Unless the person lives in an area where the chagomas associated with Chagas disease are well recognized, the acute phase is not often diagnosed. The majority of acute-phase infections are not diagnosed because many people develop nonspecific symptoms and the people who get the infection usually are very poor, have primitive living conditions, and no access to medical care.

There are multiple types of blood tests available to test for Chagas disease. Most are based on the host (human) production of antibodies directed against the infecting parasites, although direct microscopic examination of blood smears may visualize the parasites. However, microscopic visualization of the parasites usually needs confirmation by immunological studies because visually, the parasites may be confused with those seen in people with malaria, leishmaniasis, or African sleeping sickness. Microscopic preparation and examination is recommended to be done by experienced lab technicians or experts in parasitology.

In the U.S., the FDA approved an ELISA test by Ortho-Clinical Diagnostics in 2006. It detects antibodies formed against T. cruzi with high sensitivity and specificity and currently is the only FDA-approved test. Since 2007, about 800 blood-donor samples have been detected as Chagas-positive across the U.S. (see map, reference five). Other tests used in other countries (indirect immunofluoresence, hemagglutination) are less sensitive and specific but are still used. A Chagas Radioimmune Precipitation assay (Chagas RIPA) is used in research and with FDA permission in some clinical testing but is not widely available.

Most cases of Chagas disease are diagnosed when individuals donate blood; most people are not aware they have been infected with T. cruzi. However, since blood and organ donation can pass the disease to other people, most labs now test donated blood and organs for Chagas disease with the approved ELISA assay. If the donors are positive, they are notified (diagnosed). The prevalence of Chagas-positive blood donors is estimated by various investigations to widely range between about one positive per 2,000- 29,000 donors.

Chronic-phase Chagas disease is diagnosed also with the above-mentioned blood tests, but these patients also often have physical findings that indicate the patient has chronic disease. Physical findings may include peripheral edema, ascites, pulmonary congestion, and arrhythmias in patients with heart involvement. Patients with mainly chronic gastrointestinal involvement may have weight loss, severe reflux, esophageal erosions, inability to swallow normally, or an enlarged colon (megacolon) with an enlarged abdomen. Many different diseases can cause these physical findings so it is important to know that the patient has a positive blood test for T. cruzi before concluding the person has Chagas disease. Conversely, if such physical findings and history of possible contact with Chagas vectors is present, then the blood tests could be done to either prove or rule out the diagnosis of Chagas disease in chronic phase.

Other tests such as electrocardiography and Holter or heart-event monitoring, endoscopy, esophageal manometry (pressure measurements), or motility studies are used to help determine the functionality of heart or gastrointestinal tissues in patients with chronic-phase Chagas disease.

What is the treatment for Chagas disease?

Treatment for Chagas disease often depends on the phase of the disease and the age of the patient. Acute-phase treatment centers on killing the T. cruzi parasites with antiparasitic drugs. The prescription medications benznidazole (Rochagan, Ragonil) and nifurtimox (Lampit) may eliminate or reduce the number of infecting parasites. Some investigators suggest that drug-resistant parasites occur and others suggest these drugs of choice never eliminate all of the parasites. However, the CDC recommends drug treatment for "all people diagnosed with an acute (Chagas) infection, congenital infection, and for those with suppressed immune systems, and for all children with chronic infection. Adults with chronic infection may also benefit from treatment." The CDC advises caution about treating adults over the 50 years of age and recommends that treatment for older adults be individualized. Both drugs are available in Central and South America. In the United States, however, the drugs can be obtained only through the CDC (Centers for Disease Control and Prevention).
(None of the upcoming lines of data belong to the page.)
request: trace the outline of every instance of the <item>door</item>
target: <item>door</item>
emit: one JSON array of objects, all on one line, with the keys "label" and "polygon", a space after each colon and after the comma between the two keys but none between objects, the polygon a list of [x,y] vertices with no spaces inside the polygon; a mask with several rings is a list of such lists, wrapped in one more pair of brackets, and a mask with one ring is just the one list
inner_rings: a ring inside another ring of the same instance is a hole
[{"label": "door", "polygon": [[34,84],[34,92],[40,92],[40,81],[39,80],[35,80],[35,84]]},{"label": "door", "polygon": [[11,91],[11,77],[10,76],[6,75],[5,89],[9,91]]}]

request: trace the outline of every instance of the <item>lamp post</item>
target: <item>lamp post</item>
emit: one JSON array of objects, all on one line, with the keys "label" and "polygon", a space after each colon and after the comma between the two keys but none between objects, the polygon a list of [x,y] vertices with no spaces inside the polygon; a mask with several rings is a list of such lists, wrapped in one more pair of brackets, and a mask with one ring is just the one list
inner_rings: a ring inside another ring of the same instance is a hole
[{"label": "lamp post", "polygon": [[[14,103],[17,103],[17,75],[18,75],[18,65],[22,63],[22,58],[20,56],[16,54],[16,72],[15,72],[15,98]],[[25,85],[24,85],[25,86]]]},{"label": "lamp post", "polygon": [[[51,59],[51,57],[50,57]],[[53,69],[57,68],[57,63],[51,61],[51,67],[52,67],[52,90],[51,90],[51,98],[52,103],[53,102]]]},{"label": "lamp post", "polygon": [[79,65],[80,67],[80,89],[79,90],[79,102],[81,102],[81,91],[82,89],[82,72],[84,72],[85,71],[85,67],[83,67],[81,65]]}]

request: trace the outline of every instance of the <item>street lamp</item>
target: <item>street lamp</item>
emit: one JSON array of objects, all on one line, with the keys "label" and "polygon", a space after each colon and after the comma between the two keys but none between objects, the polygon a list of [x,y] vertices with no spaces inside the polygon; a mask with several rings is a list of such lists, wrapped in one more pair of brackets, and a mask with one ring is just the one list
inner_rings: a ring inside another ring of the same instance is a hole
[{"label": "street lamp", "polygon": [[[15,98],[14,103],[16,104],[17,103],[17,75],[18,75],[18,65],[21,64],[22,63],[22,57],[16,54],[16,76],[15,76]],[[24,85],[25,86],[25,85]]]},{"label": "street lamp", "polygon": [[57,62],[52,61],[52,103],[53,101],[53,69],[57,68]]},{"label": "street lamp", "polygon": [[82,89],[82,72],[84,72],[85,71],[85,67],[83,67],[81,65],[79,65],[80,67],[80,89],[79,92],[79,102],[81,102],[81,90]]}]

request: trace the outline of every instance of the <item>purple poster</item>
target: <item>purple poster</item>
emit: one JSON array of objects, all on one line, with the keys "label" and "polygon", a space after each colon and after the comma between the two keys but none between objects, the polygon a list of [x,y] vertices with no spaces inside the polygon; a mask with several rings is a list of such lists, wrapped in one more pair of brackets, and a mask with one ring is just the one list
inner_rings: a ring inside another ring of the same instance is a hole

During the intermediate or indeterminate phase, the vast majority of adult patients obtain no antiparasitic treatments; however, children in this stage of disease should continue drug therapy. The situation with adults may change as new investigations with antiparasitic drug treatments are being done in South America.

Antiparasitic drug therapy of the chronic phase in adults is controversial. As quoted above, the CDC says adults with chronic infection may benefit from drug treatment but most experts suggest there is no benefit to adults with chronic phase Chagas disease. However, treatment of the symptoms of chronic Chagas disease is often necessary and can be life-prolonging or life-saving. For example, pacemaker


placement or even cardiac transplantation can be life-saving to some patients who develop arrhythmias or cardiomyopathy. Surgical resection of the gastrointestinal tract may help alleviate some gastrointestinal problems. In addition, there are many medications available to treat specific arrhythmias and other bowel problems that may be seen in chronic Chagas disease; cardiac and gastrointestinal consultants often can help manage chronic-phase Chagas.
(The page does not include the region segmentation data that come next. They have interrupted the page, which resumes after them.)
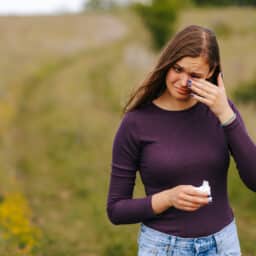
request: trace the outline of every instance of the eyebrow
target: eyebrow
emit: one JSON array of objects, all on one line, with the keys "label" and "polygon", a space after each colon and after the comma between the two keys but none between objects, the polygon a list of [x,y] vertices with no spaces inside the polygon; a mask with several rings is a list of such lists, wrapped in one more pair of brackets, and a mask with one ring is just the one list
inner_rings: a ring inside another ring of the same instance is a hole
[{"label": "eyebrow", "polygon": [[[173,66],[177,66],[178,68],[185,70],[184,67],[180,66],[179,64],[175,63]],[[197,73],[197,72],[191,72],[190,74],[192,75],[198,75],[198,76],[203,76],[204,74],[202,73]]]}]

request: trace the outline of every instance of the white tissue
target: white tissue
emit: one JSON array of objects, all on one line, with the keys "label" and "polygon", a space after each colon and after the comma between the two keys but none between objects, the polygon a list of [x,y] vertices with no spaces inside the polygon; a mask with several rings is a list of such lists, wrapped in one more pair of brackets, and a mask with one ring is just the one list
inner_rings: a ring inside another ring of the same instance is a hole
[{"label": "white tissue", "polygon": [[209,182],[204,180],[203,184],[199,187],[196,187],[197,190],[202,191],[202,192],[206,192],[208,194],[209,197],[209,202],[212,202],[212,197],[211,197],[211,187],[209,185]]}]

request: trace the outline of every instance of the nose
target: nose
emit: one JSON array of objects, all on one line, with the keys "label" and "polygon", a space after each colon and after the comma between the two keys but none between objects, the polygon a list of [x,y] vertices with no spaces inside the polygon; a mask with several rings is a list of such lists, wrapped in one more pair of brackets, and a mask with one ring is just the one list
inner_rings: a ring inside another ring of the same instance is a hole
[{"label": "nose", "polygon": [[182,74],[180,81],[181,81],[181,86],[187,86],[189,76],[187,74]]}]

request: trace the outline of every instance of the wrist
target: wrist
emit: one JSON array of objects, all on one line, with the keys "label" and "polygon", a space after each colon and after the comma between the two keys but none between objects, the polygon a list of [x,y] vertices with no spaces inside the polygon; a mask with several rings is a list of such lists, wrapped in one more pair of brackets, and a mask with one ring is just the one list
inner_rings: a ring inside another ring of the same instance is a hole
[{"label": "wrist", "polygon": [[236,118],[235,112],[229,108],[227,111],[219,116],[219,120],[222,126],[228,125]]}]

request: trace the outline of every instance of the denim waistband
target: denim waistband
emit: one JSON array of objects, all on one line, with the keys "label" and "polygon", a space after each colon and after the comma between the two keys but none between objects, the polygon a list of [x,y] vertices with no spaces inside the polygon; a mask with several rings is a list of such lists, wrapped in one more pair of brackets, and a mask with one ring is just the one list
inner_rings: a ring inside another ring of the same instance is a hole
[{"label": "denim waistband", "polygon": [[163,233],[161,231],[152,229],[145,224],[141,224],[141,234],[149,239],[153,239],[155,242],[162,242],[169,245],[179,244],[181,247],[194,247],[195,244],[205,244],[205,246],[210,246],[216,244],[216,241],[222,240],[228,234],[232,234],[236,230],[235,219],[222,228],[220,231],[213,233],[208,236],[200,236],[197,238],[189,238],[189,237],[179,237],[174,235],[169,235]]}]

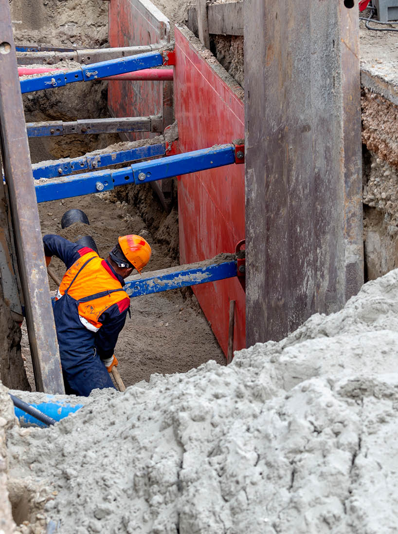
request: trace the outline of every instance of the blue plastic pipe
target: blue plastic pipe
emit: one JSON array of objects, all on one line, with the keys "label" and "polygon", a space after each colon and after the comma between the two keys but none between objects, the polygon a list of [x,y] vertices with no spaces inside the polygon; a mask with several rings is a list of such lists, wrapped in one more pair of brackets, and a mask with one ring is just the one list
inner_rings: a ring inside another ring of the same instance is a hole
[{"label": "blue plastic pipe", "polygon": [[[83,404],[75,404],[74,406],[72,406],[71,404],[68,404],[66,399],[65,400],[53,401],[52,399],[54,398],[53,395],[47,395],[46,398],[48,402],[39,404],[29,404],[28,405],[31,406],[34,409],[38,410],[50,419],[53,419],[55,422],[67,417],[70,413],[74,413],[83,406]],[[19,419],[19,422],[21,426],[31,426],[33,425],[46,428],[47,426],[45,423],[39,421],[33,415],[27,413],[17,406],[14,406],[14,412],[15,415]]]}]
Can transmission of Chagas disease be prevented with a vaccine?

Currently, there is no vaccine available for humans to prevent Chagas disease. However, there are other ways available to humans to reduce or even prevent the disease. Most experts in Chagas disease agree that a majority of infections can be prevented by improving poor or primitive housing. Judicious use of insecticides and education of people about home cleanliness for populations at risk for Chagas disease can augment good-housing design. The principle goal is to prevent the vector (bugs) from establishing a domiciliary cycle in the home by making a home difficult for the bugs to invade or live in. For example, plaster-sealed walls in a home with a metal or shingle roof are far less likely to be populated by bug vectors than a mud-walled structure covered with a thatch roof and a well-cleaned home is far less likely to have areas for bugs to hide and replicate than an unclean home. Several studies suggest this is an effective way to prevent Chagas disease.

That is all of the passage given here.